As China’s population continues to grow, the country is adopting the “Slow Food” movement. Their first village, created by Stefano Boeri Architetti (SBA), was recently presented at the 16th Venice Biennial. It’s expected to be the first of 1,000 Slow Food villages in China over the next five years.

What is the Slow Food movement? No, it doesn’t involve restaurants that still put condiments in glass bottles, forcing you to painfully wait for ketchup on your plate. It’s a campaign that promotes good, clean, and fair food for all communities around the world. The movement originated back in 1989 in Italy and has now spread to over 160 countries.

Italian food columnist and social activist Carlo Petrini was behind the start of it all, reminding people that locally produced was still important in an era where the fast food industry. It was important to promote this food and protecting our resources for later generations. There were also efforts to improve labor conditions.

“If food was no longer obliged to make intercontinental journeys, but stayed part of a system in which it can be consumed over short distances, we would save a lot of energy and carbon dioxide emissions,” Petrini said in his book, Terra Madre: Forging a New Global Network of Sustainable Food Communities. (“Terra Madre” is Italian for “Mother Earth”.)

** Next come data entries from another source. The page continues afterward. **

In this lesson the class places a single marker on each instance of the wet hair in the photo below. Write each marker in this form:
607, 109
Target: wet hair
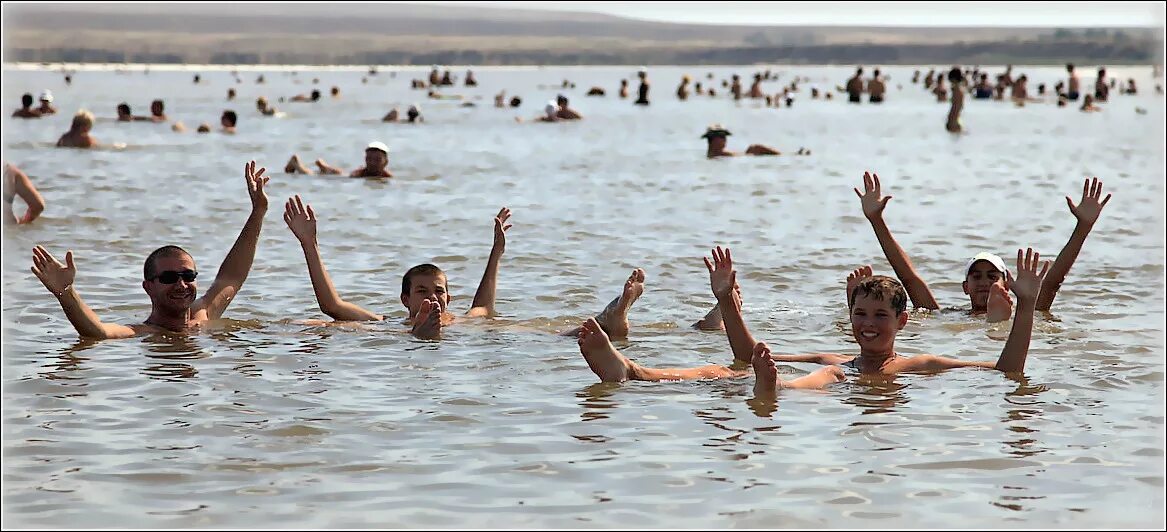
419, 270
884, 288
148, 268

China is hoping to return to their roots in terms of farming food locally and sustainably with a new Slow Village program, piloted by SBA. The idea was announced last October by Slow Food Great China, and it would be located near the capital city of the Sichuan province, Chengdu.

According to Inhabitat, SBA will create a school, library, and small museum in the community for free. They’ll all provide education on the three important factors that the Slow Food movement is established on. This includes how to establish a healthy diet, how to preserve the environment, and it will promote their local food and history.

“Farmers’ interests have been sacrificed. Many people who now live in towns and cities, but who were born and grew up in villages have nowhere to return to,” Sun Qun, founder of Slow food Great China, told the South China Morning Post. “Some people have made billions of yuan, but they can’t save their home villages from vanishing.”

This pilot project is only the tip of the iceberg for the movement. 1,000 Slow Food villages will be created over the next five years. The idea is to keep Chinese residents in their own regions instead of immigrating to already overpopulated cities.

“We easily forget that the rural areas provide sustainability to our daily lives,” Stefano Boeri told Inhabitat. “It is an inevitable necessity of architecture to confront the speed of evolution while also feeding it with the richness of the past. For this reason, we have proposed to enhance the agricultural villages with a system of small but precious catalysts of local culture...”

Slow Food has made the migration over to the United States with over 200 chapters established around the country. Slow Food Nations, a three-day event beginning July 13th in Denver, Colorado, will promote culture and local food. Along with free samples and activities, ticketed activities include a summit on the opening day and Colorado Fare, which is essentially an upgrade to gourmet food and unique drinks.